ANC chief whip Stone Sizani said he told EFF chief whip Floyd Shivambu that the EFF’s strategy of targeting Zuma was bound to fail. “It’s disrespecting the institution of the president. Their personal hatred of the president is a problem for them. Anyone who targets one individual, instead of ANC policies, will fail,” he said. A member of the ANC provincial executive committee (PEC) in KwaZulu-Natal said: “There is no way we will dump the president. No way. This province will support the president all the way. There will be no demand from KZN that he resign. None.
“None of these reports show any wrongdoing by him, so why should he stand down? The reports have cleared him. Let those who have been identified and who pushed up costs face the law, not the president. He has done nothing wrong.” An ANC Youth League national task team member said it was in the interests of those who supported Zuma and benefited from his leadership to keep him in place. “A stepping down would surprise us all,” he said.
h3. NGC to reveal Friends and Foes
But he said it was likely major moves would come in mid-2015, when the ANC holds its national general council (NGC). “Typically, the NGC reveals battle lines,” he said. The league’s new leader, set to be elected at its conference at the end of September, is likely to be sympathetic to Zuma. The frontrunners are former league treasurer Pule Mabe, who was elected to the ANC’s national executive committee (NEC) in 2012 after he threw his weight behind Zuma; and Magasela Mzobe, who is related to Zuma.

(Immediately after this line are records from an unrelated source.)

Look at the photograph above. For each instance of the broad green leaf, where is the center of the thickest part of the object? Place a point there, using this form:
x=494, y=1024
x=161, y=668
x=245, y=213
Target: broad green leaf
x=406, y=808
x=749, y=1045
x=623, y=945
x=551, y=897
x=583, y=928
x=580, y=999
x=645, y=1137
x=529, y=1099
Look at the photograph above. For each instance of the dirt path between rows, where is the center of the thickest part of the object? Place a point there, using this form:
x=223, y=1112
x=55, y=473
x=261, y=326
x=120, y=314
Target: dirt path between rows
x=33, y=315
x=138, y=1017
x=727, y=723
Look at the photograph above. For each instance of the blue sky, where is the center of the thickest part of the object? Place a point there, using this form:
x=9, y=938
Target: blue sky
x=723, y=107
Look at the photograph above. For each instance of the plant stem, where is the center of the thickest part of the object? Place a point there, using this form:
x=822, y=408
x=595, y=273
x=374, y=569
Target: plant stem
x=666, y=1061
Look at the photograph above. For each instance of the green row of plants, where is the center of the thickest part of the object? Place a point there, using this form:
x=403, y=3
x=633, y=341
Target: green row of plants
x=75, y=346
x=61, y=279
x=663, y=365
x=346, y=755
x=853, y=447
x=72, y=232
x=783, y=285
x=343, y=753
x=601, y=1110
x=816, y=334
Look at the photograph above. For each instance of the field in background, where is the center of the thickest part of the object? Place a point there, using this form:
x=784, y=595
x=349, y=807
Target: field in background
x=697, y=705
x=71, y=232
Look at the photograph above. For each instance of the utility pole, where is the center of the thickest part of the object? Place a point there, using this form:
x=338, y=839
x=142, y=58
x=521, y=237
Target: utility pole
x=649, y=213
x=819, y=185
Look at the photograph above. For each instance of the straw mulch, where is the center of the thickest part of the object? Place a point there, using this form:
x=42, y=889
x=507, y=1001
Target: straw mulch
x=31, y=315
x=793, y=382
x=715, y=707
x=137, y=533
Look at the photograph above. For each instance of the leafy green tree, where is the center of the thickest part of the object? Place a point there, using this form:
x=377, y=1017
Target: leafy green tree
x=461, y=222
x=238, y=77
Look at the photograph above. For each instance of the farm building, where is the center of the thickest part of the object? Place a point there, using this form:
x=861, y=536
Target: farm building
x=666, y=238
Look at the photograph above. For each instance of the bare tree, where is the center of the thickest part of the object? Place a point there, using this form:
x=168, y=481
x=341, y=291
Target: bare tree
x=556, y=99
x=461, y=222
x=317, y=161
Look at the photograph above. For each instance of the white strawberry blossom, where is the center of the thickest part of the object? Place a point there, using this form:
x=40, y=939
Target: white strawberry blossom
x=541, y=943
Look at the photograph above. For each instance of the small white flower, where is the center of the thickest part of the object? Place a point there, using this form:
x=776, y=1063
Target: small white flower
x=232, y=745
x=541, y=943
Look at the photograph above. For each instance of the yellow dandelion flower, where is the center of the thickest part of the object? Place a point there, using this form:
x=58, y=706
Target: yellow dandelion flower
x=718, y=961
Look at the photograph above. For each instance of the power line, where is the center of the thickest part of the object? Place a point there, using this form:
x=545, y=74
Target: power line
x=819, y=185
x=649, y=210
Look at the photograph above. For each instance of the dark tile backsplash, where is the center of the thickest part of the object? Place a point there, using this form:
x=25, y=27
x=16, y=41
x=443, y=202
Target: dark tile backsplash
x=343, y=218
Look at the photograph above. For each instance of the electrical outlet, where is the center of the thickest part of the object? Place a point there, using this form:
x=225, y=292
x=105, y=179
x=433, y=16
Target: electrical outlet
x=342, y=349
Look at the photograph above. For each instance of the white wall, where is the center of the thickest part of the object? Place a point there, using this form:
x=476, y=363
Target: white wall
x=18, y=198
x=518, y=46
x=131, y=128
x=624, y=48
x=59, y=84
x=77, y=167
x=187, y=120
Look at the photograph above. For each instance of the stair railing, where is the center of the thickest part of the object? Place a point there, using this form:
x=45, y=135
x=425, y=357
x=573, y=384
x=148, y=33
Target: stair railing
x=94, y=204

Insiders reckon neither of the two will launch an offensive against Zuma at the NGC. Former league deputy president Ronald Lamola is also in the running, but he has little in the way of preliminary support expressed by league regions at recent conferences.
ANC Women’s League treasurer Hlengiwe Mkhize said the EFF’s approach to the Zuma response time had worried her. “It has almost been like a kangaroo court,” she said, adding that as an MP and deputy minister she was concerned that the EFF could treat her or any of her colleagues in the same way as they did Zuma. “Women do not flourish in a conflict situation,” she said. “If MPs had started fighting, it is us as women who will be sitting on the mattress. Once you fight in Parliament, it goes to the townships. It is scary.”
At least three PEC members in Gauteng said Zuma should go – or at least pay up what he owed for Nkandla. One leader said he was “gatvol” of the whole situation and said ANC secretary-general Gwede Mantashe’s spin was costing the ANC “dearly” in public trust. He said: “They first told us that a swimming pool was a fire pool. Gwede went there and back to confirm the opposite. This is glaringly dishonest.”
An NEC member said Zuma would not finish his full term in office. “He is likely to go before the end of the term, but not because of you guys [the media] and all of the noise being made by many people, including our enemies.
“He will go because of what’s determined to be good for the ANC and for the country.”